A canção “Ninguém perguntou por você”, por exemplo, o grande sucesso do álbum, funciona como um presente da deusa Clio, detentora da criatividade e inspiração infinitas. Como revelou Novaes em diversas entrevistas, toda a letra se materializou durante um trajeto de metrô que fazia pela cidade de São Paulo, obrigando-a a estendê-lo conforme novos versos surgiam. Fruto desse exercício, fantasias múltiplas vão ganhando vida na mente de alguém que, em momento oportuno, sepultou um romance imaginário — o que não a impede de evocá-lo a cada minuto. Já “Flerte revival”, um poema ilusório e catártico, reverencia as interpretações da saudosa Liana Padilha (1964–2024), criadora do duo NoPorn, um divisor de águas na cena underground latino-americana. À sua maneira, aqui Letrux busca nas formas das artes plásticas o tato para confessar a paixão de uma noite.

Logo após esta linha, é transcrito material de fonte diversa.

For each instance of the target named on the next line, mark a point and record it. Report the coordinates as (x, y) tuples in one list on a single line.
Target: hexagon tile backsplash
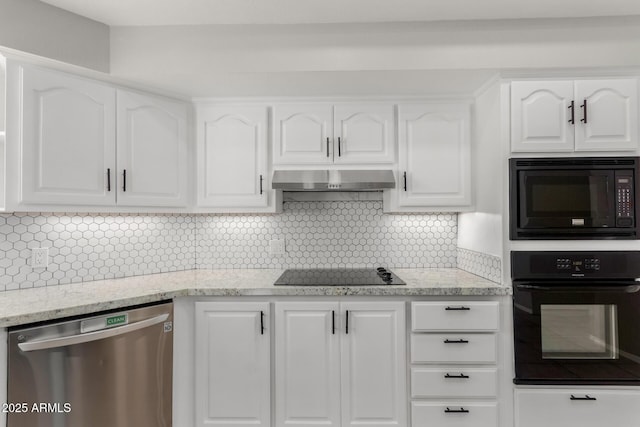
[(84, 247)]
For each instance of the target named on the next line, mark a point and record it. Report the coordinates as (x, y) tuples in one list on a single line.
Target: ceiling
[(204, 12)]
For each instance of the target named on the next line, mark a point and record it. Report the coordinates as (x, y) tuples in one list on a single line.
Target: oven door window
[(566, 199), (579, 331)]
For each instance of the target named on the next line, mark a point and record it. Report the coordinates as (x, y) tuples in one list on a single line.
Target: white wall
[(481, 231), (41, 29), (217, 60)]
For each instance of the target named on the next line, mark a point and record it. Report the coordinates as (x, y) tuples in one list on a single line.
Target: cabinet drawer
[(454, 414), (454, 316), (453, 348), (453, 382), (557, 408)]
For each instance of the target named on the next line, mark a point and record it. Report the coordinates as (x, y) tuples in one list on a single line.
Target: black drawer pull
[(586, 397), (456, 411), (459, 308), (447, 375)]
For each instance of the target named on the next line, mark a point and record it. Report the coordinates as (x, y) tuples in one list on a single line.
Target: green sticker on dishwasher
[(120, 319)]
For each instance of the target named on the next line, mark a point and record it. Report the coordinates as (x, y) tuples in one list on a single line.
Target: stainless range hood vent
[(333, 180)]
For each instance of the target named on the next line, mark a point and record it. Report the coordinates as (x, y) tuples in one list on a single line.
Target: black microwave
[(573, 198)]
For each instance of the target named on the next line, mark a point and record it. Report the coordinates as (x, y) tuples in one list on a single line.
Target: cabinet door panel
[(152, 151), (232, 364), (612, 115), (301, 133), (68, 139), (540, 116), (366, 133), (435, 155), (232, 156), (307, 365), (374, 365)]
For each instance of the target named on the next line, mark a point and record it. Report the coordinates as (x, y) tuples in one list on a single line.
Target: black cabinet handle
[(456, 411), (572, 107), (448, 375), (261, 322), (584, 112), (333, 322), (346, 328), (586, 397)]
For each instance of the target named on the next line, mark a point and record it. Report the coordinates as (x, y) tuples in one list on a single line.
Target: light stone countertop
[(54, 302)]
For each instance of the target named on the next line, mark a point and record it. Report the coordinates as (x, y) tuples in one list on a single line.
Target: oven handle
[(628, 289)]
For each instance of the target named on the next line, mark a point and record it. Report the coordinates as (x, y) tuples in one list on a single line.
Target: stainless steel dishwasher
[(112, 369)]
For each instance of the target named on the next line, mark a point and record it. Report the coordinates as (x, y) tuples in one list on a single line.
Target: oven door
[(566, 199), (580, 334)]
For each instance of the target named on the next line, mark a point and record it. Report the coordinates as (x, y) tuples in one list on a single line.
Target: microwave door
[(566, 199)]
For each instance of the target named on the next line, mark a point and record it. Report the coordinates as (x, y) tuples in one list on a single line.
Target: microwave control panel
[(624, 200)]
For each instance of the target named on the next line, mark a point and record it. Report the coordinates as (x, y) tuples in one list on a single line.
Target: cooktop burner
[(338, 277)]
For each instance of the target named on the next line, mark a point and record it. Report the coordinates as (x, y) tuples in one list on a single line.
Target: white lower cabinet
[(577, 408), (232, 364), (454, 414), (454, 363), (340, 364)]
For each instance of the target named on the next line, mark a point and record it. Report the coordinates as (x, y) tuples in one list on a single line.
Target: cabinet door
[(364, 133), (434, 150), (541, 116), (232, 156), (572, 408), (67, 139), (374, 364), (152, 154), (307, 364), (232, 364), (303, 134), (611, 122)]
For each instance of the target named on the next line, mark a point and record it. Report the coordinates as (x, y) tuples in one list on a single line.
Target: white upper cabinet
[(233, 166), (434, 170), (82, 143), (152, 151), (581, 115), (608, 117), (324, 134), (541, 116), (67, 137), (363, 133)]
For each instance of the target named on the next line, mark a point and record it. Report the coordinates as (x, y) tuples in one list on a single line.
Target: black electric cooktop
[(338, 277)]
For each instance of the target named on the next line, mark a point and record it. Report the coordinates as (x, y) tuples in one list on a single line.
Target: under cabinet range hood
[(332, 180)]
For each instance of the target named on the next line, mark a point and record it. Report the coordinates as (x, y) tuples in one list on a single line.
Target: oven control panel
[(578, 264), (575, 264), (624, 200)]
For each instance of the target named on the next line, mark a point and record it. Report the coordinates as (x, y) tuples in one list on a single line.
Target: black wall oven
[(576, 317), (573, 198)]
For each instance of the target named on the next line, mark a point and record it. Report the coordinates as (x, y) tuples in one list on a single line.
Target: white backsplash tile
[(480, 264), (84, 247), (327, 234)]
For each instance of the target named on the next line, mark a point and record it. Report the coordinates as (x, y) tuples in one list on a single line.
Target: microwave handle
[(629, 289)]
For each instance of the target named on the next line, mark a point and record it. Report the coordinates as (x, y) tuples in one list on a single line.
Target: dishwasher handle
[(91, 336)]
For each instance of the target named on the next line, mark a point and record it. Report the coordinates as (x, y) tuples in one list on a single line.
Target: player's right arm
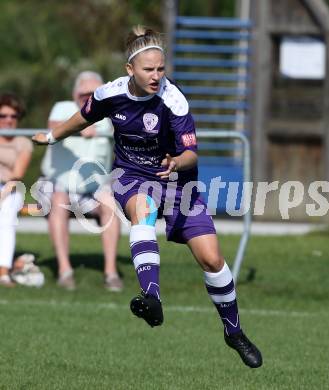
[(73, 125)]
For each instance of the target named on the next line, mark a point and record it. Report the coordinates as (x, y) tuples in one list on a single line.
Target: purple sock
[(220, 287), (145, 255)]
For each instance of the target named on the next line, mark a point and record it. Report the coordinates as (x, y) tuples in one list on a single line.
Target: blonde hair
[(142, 37)]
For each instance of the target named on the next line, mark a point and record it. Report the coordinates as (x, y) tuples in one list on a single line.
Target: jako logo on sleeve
[(120, 116), (189, 139)]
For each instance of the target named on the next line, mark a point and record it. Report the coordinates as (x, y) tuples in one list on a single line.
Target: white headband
[(142, 49)]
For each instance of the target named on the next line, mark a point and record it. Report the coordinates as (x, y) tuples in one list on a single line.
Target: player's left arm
[(183, 162)]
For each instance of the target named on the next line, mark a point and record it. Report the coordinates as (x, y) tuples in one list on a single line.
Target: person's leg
[(220, 286), (218, 280), (10, 206), (143, 243), (110, 237), (142, 212), (58, 223)]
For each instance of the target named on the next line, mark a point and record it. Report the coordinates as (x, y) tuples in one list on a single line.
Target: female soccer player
[(154, 136)]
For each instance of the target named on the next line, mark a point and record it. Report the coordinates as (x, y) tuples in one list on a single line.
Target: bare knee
[(212, 263)]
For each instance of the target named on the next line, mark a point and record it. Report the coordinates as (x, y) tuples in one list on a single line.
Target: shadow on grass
[(89, 261)]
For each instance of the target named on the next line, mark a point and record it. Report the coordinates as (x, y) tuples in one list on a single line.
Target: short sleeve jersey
[(145, 128)]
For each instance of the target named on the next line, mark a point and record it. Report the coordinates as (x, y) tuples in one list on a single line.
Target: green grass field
[(88, 339)]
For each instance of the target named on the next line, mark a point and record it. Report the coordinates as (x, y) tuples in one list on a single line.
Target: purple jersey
[(145, 128)]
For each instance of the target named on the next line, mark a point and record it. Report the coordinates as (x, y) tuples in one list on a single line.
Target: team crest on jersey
[(150, 121)]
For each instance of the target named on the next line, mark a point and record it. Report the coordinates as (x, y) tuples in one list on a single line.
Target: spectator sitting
[(15, 156), (56, 167)]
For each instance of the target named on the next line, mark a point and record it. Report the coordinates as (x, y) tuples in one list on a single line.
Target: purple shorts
[(183, 209)]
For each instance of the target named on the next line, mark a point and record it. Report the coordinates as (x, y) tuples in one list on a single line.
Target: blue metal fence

No meio do percurso, antes de cravar o refrão feroz de “Amoruim” (“Até o amor ser bom, ele é tão ruim”), a artista abre espaço em uma trinca do desejo sáfico em “Que estrago” e “Puro disfarce”, esta última com a desfaçatez e presença inebriante dos vocais de Marina Lima. O gran finale, por sua vez, fica por conta de duas faixas das mais irregulares, ainda que igualmente interessantes no percurso de Novaes: enquanto “Além de cavalos” avacalha hábitos de uma elite jeca e temerária, que não apenas se dá ao luxo de fazer tatuagens de casal, mas também as promove entre os desfavorecidos, perdidos na ilusão das paixões fugazes e na tragédia de desfazê-las; “5 years old” se entrega à poesia em seu estado mais brutal. Ao fazer desdobrar a obra do poeta e.e. cummings, em que a infância é protagonista, o ouvinte fica com a sensação de ter vivido um ciclo completo, em que o amanhecer nada mais é do que uma ressaca deliciosa, capaz de finalmente, passadas as tribulações de uma mente inquieta, colocar-nos pra dormir. Amanhã, na visão de Letrux, não será outro dia, e sim outra noite.